Owl at Home in the Wilderness

Owl at HomeOwl at Home by Arnold Lobel

As a child, I knew children's author-illustrator Arnold Lobel for his fabulously funny, slyly philosophical Frog and Toad books. Lobel died young (downer), but he did create at least one other iconic animal character to help kids and adults alike through this bumpy journey called life: Owl.

Owl at Home shares the Frog and Toad books' virtues of empathy and humor, coziness and comically unfounded terror. Both of my kids loved Owl.

When he was 7, my older son saw me typing up my thoughts on Owl at Home and asked me, "Is this review going to go to the person who wrote the book?"

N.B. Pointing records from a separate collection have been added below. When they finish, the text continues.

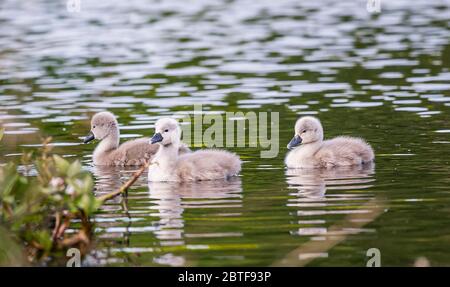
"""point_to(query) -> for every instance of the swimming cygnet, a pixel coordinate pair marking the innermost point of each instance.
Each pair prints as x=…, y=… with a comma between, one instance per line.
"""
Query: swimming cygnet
x=168, y=165
x=309, y=150
x=105, y=128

"No," I said authoritatively, "unfortunately the man who wrote it died a long time ago."

"How do you know he died?"

"Uh, I looked it up on the internet," I mumbled, ashamed.

"Did he make another chubby owl story?"

Alas, no. In any case, it would have been a tough act to follow. This is the finest group of chubby owl stories ever written. "He made the owl so chubby," my son said. The owl is indeed very cute and also, according to my kids, "very, very crazy" and "very stupid." But endearingly so. "Tear-Water Tea" is as funny as anything I've come across in a children's book, including the wickedly funny George and Martha. So is "Strange Bumps." It's perfect as is--one would almost hate to see a sequel involving an arrogant badger or annoying weasel (even as a fan of stories with a good annoying weasel). Owl's character is wedded to a confrontation with nature that he must carry out alone, without weasels and badgers to aid or hamper him. That's because, behind the children's illustrations and large type and simple words is a rather profound reflection of the confused and eager state of the human being alone with himself--and even of the human condition altogether, so eager and confused and alone in the wilderness.